Genus of extinct carnivore

Amphictis is an extinct genus of ailurids that existed from the Late Oligocene to the Middle Miocene with fossils found in Eurasia and North America with a total of nine described species. The interrelationships of the different species as well as their relationship to the other ailurids is not fully understood. Usually Amphictis is classified in the basal monotypic subfamily Amphictinae, but there is no certainty as the genus could potentially be a paraphyletic with the Oligocene species A. borbonica being a potential sister taxon to the ancestor of the subfamily Ailurinae (today consisting just the red panda), while a Middle Miocene clade consisting of an anagenesis line from A. prolongata–to–A. wintershofensis–to–A. cuspida being closer to the ancestry of the now extinct Simocyoninae (with A. wintershofensis being the sister taxon to the clade).

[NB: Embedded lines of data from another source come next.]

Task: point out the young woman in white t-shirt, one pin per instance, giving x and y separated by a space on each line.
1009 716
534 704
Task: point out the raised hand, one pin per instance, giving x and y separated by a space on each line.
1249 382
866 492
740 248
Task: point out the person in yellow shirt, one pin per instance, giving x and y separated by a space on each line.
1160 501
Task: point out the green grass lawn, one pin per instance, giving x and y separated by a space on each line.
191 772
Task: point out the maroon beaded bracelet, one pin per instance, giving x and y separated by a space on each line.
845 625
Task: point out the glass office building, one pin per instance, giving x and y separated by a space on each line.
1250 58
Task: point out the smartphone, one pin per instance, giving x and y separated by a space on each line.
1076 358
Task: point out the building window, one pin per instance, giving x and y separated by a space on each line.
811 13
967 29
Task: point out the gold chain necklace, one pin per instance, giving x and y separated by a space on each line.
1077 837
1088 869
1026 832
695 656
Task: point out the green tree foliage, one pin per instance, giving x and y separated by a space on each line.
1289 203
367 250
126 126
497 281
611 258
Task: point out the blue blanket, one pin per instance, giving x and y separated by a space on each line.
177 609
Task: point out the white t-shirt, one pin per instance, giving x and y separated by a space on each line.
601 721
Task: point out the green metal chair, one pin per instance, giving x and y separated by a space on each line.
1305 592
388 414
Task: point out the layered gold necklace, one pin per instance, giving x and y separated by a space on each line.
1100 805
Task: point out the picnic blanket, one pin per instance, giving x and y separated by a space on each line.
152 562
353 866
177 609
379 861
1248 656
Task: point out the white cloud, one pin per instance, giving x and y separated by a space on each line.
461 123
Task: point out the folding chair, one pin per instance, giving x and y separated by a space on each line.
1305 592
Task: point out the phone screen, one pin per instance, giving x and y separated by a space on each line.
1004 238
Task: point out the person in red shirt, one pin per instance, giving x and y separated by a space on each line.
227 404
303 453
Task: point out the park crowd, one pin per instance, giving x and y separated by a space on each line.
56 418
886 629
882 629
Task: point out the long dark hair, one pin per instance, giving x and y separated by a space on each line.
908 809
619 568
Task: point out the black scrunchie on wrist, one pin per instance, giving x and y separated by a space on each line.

This is due to the nature of their plesiomorphic nature of their anatomy.

==Taxonomy==
The first and type species was originally described as Viverra antiqua in 1842, but was assigned to a new genus Amphictis in 1853. A second species, Amphictis ambigua (sometimes spelled A. ambiguus) was described in 1872. Further species described include A. milloquensis in 1928, A. borbonica in 1929, A. schlosseri and A. wintershofensis both in 1994, and A. prolongata in 1996.

Another species, A. aginensis, was described in 1973 but was reassigned to the genus Stromeriella in 1996. An eighth species, A. cuspida, was described in 2003 and a ninth, A. timicua, in 2017.